Florida was 84.8% urban in 1990, 89.3% in 2000.
Louisiana was 68.1% urban in 1990, 72.6% in 2000.
Virginia was 69.4% urban in 1990, 73.0% in 2000.
Texas was 80.3% urban in 1990, 82.5% in 2000.




What about Alabama though were Democrats started to get whooped in state wide elections beginning in 1994

Alabama's numbers are weird because it goes from 60.4% urban in 1990, to 55.4% urban in 2000 (I'm attributing this mainly to White flight from JeffCo to exurban Shelby/Tuscaloosa/Walker Counties during the 1990s).  Comparing the 1990 numbers, AL and GA are actually pretty close (60.4% and 63.2% respectively).

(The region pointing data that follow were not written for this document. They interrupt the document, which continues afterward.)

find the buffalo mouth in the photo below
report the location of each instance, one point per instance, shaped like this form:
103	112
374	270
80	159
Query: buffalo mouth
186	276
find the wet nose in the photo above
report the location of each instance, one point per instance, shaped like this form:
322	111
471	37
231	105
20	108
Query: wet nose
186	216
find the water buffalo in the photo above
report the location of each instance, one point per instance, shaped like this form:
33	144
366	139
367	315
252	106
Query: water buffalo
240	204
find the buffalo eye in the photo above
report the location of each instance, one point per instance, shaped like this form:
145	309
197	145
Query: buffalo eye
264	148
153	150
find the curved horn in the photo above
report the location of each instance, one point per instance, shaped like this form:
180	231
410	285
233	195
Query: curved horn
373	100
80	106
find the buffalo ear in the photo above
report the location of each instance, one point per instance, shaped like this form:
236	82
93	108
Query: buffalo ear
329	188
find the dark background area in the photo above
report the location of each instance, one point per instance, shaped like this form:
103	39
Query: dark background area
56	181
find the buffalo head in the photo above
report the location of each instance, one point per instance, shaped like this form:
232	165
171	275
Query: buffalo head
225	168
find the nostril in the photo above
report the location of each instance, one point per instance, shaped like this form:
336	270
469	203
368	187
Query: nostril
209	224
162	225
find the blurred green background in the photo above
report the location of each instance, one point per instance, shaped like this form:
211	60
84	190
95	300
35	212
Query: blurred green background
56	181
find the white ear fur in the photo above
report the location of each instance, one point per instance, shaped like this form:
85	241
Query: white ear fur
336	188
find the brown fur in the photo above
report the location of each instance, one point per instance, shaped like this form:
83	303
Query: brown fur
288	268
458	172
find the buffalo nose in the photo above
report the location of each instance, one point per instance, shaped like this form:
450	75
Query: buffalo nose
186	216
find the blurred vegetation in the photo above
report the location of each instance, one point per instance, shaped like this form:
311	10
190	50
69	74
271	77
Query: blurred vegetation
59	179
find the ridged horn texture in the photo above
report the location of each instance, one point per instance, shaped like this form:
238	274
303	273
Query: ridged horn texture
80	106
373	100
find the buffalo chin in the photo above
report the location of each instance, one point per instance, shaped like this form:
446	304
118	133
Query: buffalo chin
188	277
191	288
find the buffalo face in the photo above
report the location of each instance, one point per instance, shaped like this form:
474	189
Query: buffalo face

OSR, I would encourage you not get too bogged-down in the weeds here.  Talking about the relative urbanities of Southern states during the 1990s is probably too much of an over-analysis, even.

We're dealing with extremely small samples here.  2-3 election cycles in 8-9 states.  The effects of incumbency, candidate quality, and other locally-idiosyncratic factors are way too pronounced in such a small sample to identify any kind of underlying trend.